Partendo da questi dati, il governo messicano ha voluto stimolare la propria economia mediante progetti di attrazione per gli investimenti e di diversificazione/ implementazione di altri settori produttivi. Tra questi ha goduto di particolare attenzione il comparto agroindustriale con l’inaugurazione, avvenuta il 30 marzo scorso, del più grande centro sudamericano per la produzione e la trasformazione della carne, stanziato a Tlahualilo, nello Stato di Durango. Si chiama Agroparque Integradora Sukarne Lucero (AISL) e vanta una capacità di processazione annua di 800.000 capi di bestiame da destinare per oltre il 40% al mercato estero.
Tuttavia, il progetto innovativo AISL non è l’unico degno di nota. Ad esempio appare molto interessante quanto realizzato nello Stato di Hidalgo, dove il progetto PLATAH non è che il nucleo centrale di un più ampio complesso industriale innovativo e ben connesso a livello infrastrutturale. Tali progetti, dotati di grande attrattività per gli investitori esteri, purtroppo stridono con quanto avvenuto nel settembre 2014 nello Stato di Puebla, dove 43 studenti, forse involontari testimoni “scomodi” per qualche organizzazione criminale, scomparvero. Della loro drammatica vicenda ancora oggi si cerca di capire ogni cosa. Perché? Come? Chi? E, soprattutto, dove sono i resti di quei ragazzi innocenti, in viaggio verso la capitale. Tanti paradossi da cui questo Paese potrà liberarsi soltanto con grandi sforzi ed una più decisa diversificazione dei suoi mercati esteri di riferimento.

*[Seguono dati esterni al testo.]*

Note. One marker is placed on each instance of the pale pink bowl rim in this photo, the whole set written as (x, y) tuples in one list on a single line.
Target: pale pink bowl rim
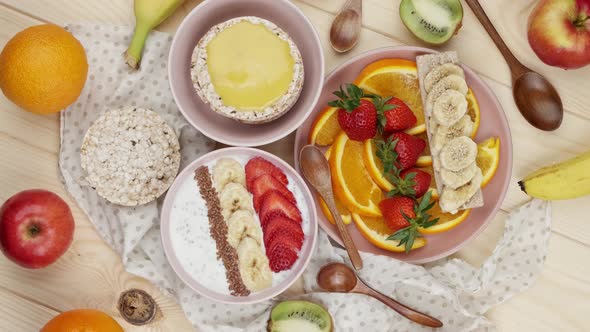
[(191, 281), (504, 120), (293, 127)]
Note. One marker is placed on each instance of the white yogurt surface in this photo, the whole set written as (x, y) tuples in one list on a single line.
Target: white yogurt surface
[(192, 242)]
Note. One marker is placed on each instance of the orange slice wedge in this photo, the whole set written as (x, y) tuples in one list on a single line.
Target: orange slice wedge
[(325, 127), (488, 158), (395, 78), (376, 232), (352, 183)]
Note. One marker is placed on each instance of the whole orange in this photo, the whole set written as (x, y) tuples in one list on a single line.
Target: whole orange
[(82, 320), (43, 69)]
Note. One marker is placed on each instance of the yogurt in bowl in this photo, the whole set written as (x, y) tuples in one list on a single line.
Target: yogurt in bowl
[(237, 230)]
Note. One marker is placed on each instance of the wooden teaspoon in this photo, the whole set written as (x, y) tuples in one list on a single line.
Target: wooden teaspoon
[(338, 277), (535, 97), (317, 171), (346, 28)]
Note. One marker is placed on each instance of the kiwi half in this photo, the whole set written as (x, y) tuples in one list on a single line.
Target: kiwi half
[(299, 316), (433, 21)]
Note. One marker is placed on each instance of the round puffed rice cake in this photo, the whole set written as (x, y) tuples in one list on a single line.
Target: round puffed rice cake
[(130, 155)]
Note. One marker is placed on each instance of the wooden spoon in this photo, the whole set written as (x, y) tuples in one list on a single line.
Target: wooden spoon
[(338, 277), (536, 98), (346, 27), (317, 171)]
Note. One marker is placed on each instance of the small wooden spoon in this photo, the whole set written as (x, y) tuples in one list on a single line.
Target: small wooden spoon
[(317, 171), (346, 27), (536, 98), (338, 277)]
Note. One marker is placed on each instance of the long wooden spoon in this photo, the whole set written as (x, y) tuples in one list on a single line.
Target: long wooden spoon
[(536, 98), (338, 277), (346, 28), (317, 171)]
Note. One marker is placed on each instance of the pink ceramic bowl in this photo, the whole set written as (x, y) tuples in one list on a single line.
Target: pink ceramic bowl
[(169, 226), (225, 130), (493, 123)]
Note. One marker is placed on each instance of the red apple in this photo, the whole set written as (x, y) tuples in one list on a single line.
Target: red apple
[(36, 228), (559, 32)]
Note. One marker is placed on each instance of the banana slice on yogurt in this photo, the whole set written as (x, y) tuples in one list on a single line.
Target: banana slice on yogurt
[(457, 154), (240, 225), (227, 170), (253, 265), (234, 197)]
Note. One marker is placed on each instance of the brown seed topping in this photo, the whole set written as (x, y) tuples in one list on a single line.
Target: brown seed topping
[(218, 230)]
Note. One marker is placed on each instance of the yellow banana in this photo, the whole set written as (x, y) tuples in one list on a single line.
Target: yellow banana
[(148, 15), (568, 179)]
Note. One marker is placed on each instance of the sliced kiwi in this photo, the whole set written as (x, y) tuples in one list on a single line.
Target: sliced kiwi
[(299, 316), (433, 21)]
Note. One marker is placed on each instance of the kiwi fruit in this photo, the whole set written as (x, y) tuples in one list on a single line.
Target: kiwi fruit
[(432, 21), (299, 316)]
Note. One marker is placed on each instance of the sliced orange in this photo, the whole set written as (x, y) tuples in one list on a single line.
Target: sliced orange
[(344, 212), (351, 181), (325, 127), (473, 111), (375, 168), (376, 231), (488, 158), (395, 78), (446, 221)]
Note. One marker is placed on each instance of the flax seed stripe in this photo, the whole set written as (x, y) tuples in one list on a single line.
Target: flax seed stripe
[(218, 230)]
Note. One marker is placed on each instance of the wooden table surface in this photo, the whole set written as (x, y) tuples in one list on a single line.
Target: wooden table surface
[(90, 274)]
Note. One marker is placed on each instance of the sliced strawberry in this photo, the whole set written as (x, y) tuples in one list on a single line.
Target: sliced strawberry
[(281, 256), (273, 204), (258, 166), (281, 227), (266, 182)]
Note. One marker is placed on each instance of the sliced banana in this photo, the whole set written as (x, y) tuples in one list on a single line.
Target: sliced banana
[(253, 265), (458, 153), (234, 197), (453, 199), (451, 82), (227, 170), (241, 224), (459, 178), (449, 108), (440, 72), (444, 134)]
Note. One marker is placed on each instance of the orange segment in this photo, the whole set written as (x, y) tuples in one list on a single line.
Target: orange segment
[(325, 128), (375, 168), (352, 183), (395, 78), (488, 158), (473, 111), (376, 232), (446, 221)]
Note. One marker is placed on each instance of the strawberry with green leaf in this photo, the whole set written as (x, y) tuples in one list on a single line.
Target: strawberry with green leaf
[(404, 216)]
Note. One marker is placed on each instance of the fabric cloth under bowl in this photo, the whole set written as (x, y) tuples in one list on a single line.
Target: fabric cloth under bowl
[(451, 290)]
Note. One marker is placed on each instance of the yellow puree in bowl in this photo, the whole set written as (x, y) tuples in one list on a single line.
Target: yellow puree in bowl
[(250, 67)]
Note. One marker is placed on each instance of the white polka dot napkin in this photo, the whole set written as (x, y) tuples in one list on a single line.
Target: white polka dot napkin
[(450, 290)]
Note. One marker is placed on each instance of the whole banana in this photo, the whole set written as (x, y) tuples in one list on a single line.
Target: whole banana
[(148, 15), (565, 180)]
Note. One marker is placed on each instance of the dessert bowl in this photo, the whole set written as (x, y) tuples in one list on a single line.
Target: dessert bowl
[(189, 244), (493, 123), (199, 114)]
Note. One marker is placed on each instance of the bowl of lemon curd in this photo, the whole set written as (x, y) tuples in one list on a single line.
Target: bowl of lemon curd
[(246, 72)]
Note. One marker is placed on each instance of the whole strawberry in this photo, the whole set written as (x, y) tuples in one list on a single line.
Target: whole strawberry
[(408, 149), (394, 115), (356, 116)]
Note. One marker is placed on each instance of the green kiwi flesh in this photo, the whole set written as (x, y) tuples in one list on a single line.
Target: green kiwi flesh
[(299, 316), (433, 21)]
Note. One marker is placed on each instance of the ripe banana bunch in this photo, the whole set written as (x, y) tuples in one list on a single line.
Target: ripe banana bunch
[(148, 15), (565, 180)]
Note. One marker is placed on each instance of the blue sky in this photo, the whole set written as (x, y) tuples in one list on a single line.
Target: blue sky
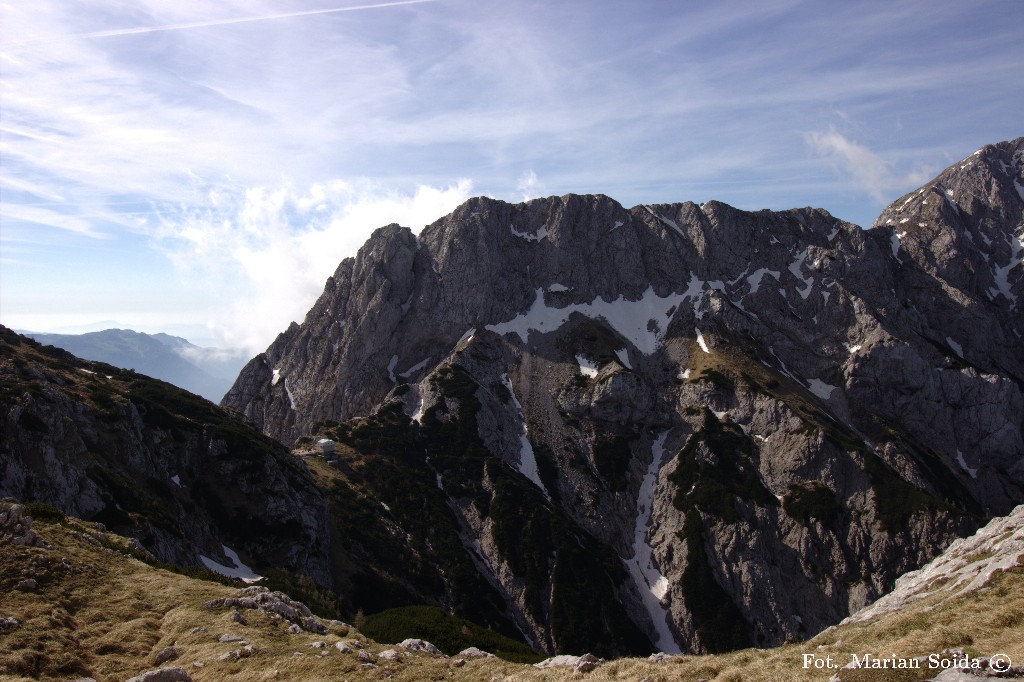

N.B. Ricordiamo che i grafici seguenti si riferiscono al 2014, ovvero dopo il picco massimo di export nel mercato statunitense pari ad oltre l’80% e prima del saldo negativo nel settore degli idrocarburi
Nonostante i forti limiti che, come visto, comporta, sulla già osservata vicinanza geografica alla prima economia mondiale hanno fondato la propria strategia di business molte aziende italiane, che hanno ritenuto vantaggioso collocarsi in un Paese in regime di libero scambio con gli Stati Uniti e il Canada, che al contempo offre bassi costi del lavoro: caratteristiche che hanno garantito una forte competitività sul mercato nordamericano per i prodotti di Barilla, della Ferrero, di Italpasta e di Campari. Non a caso, i recenti summit bilaterali tra Italia e Messico sono nati dalla volontà del presidente messicano Enrique Peña Nieto di diversificare i propri partner commerciali e dall’intenzione del presidente del Consiglio Matteo Renzi di rilanciare l’imprenditoria italiana nel mondo. Si tratta di un percorso di interazione che non riguarda soltanto il comparto agroindustriale ma abbraccia anche l’industria e l’energia.
Il Messico ha voglia di percorrere nuove strade e per le nostre aziende potrebbe essere l’occasione giusta per inserirsi nel mercato ispanofono, sempre tenendo conto del NAFTA, delle partnership privilegiate sorte in seno all’Alleanza del Pacifico, di cui il Messico è membro, e del corridoio che il Paese offre verso l’America Meridionale. Insieme a questo, non vanno mai perse di vista le garanzie che il governo deve necessariamente fornire in materia di sicurezza e legalità, quali fattori indispensabili per la tutela del capitale investito e della longevità dell’investimento.